The cells, after all, have been functioning within the body already in some capacity, either as part of the tissue that is being replaced or as stem cells in fat or bone marrow. (Donor stem cells could be used, but ideally cells would come directly from the patient.)

“The cells are actually the tissue engineers, so the people that do the work are just cheerleaders,” said Rocky Tuan, director of the Center for Cellular and Molecular Engineering at the University of Pittsburgh. “When we do tissue engineering, we are accelerating what the cells normally do. I tell people it’s assisted living, because we help the cells. We build all the houses and everything, and then we say, ‘Cells, come in and do your thing.’ ” If the cells do their thing correctly, the organ lives and grows just as the original once did.

Another huge challenge is common to much new research: lack of money.

“If the federal government created a ‘human organ project’ and wanted to make the kidney, I literally think it could happen in 10 years,” said chemical engineer Keith Murphy, co-founder of Organovo, a firm that makes and works with high-end bioprinters. But that would require a massive commitment of people, resources and billions of dollars, he said.

Once scientists get over the financial and technical hurdles of bioprinting, they will have to square the process with the Food and Drug Administration, which will have to decide how to regulate something that is not simply a device, a biological product or a drug, but potentially all three.

Before printed organs are implanted into people, bioprinting may be used in other ways. Murphy’s group is working on a project that will replicate tissue for testing the effects of medications, particularly cancer drugs.

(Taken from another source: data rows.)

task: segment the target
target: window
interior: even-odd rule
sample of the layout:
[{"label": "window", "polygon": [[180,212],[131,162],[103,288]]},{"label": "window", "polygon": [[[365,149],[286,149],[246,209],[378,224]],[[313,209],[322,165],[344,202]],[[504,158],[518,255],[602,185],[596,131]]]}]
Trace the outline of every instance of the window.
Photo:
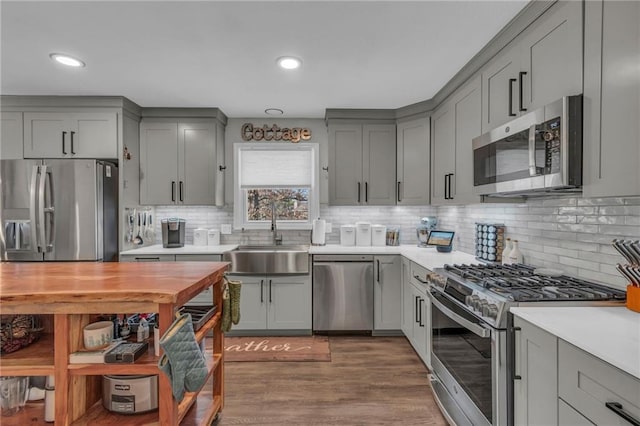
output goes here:
[{"label": "window", "polygon": [[234,227],[311,229],[318,217],[318,144],[235,143]]}]

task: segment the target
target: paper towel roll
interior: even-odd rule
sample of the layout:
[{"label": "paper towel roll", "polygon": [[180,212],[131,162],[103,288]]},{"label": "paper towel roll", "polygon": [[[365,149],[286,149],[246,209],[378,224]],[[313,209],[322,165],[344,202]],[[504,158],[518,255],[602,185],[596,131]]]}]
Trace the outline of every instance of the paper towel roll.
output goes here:
[{"label": "paper towel roll", "polygon": [[327,222],[324,219],[315,219],[313,221],[311,244],[324,245],[325,231],[327,229]]}]

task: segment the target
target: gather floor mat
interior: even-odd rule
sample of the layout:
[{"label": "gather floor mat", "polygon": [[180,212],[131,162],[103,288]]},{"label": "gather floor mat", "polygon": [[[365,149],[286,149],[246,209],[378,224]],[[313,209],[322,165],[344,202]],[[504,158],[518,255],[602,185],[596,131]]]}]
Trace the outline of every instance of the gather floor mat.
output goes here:
[{"label": "gather floor mat", "polygon": [[226,337],[224,360],[234,361],[331,361],[327,336]]}]

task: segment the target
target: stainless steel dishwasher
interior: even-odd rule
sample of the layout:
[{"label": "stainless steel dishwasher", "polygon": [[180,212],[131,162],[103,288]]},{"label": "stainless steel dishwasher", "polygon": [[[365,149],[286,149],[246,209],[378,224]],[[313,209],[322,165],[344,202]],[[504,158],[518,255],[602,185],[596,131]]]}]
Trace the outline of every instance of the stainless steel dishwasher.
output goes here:
[{"label": "stainless steel dishwasher", "polygon": [[373,256],[313,256],[313,330],[373,329]]}]

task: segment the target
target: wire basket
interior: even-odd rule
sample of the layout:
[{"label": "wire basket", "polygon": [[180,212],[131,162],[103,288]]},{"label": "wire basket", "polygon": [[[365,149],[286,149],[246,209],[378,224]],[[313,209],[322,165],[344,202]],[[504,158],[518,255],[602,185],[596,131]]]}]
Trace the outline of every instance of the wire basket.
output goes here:
[{"label": "wire basket", "polygon": [[0,315],[0,353],[8,354],[29,346],[42,333],[38,315]]}]

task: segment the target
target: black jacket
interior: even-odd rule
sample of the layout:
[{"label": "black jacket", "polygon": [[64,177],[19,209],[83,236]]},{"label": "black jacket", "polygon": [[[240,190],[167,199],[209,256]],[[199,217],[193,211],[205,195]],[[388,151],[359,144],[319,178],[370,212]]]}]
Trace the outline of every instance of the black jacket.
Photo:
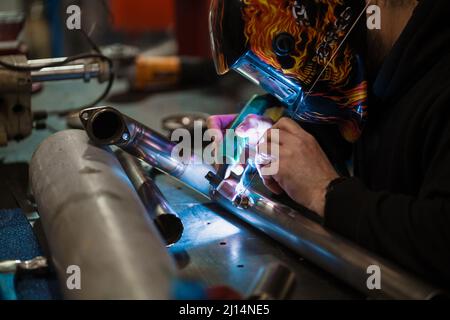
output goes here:
[{"label": "black jacket", "polygon": [[325,225],[450,288],[450,1],[422,0],[373,83]]}]

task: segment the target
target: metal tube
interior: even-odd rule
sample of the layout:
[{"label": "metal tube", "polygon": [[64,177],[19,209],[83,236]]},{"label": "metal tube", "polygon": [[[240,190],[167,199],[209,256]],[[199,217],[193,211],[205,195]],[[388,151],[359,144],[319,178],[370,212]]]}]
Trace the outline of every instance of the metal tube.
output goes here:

This could eliminate some of the drawn-out, trial-and-error process of trying a series of drugs on a person before finding one that works.

While a complex organ would be the holy grail for most tissue engineers, some like to look even farther ahead, straight into science fiction.

“If one can bioprint functional human organ constructs, then bioprinting a whole human — or whatever will be the name for such a creature — is just a logical extension,” said Vladimir Mironov, a pioneer in the field who is working with computer companies to design better bioprinting software.

Others don’t know why anyone would want to do that.

“It’s a visionary idea,” said Mironov’s colleague Jonathan Butcher of Cornell, whose lab is working on printing heart valves. “But the usual method of human reproduction works pretty well.”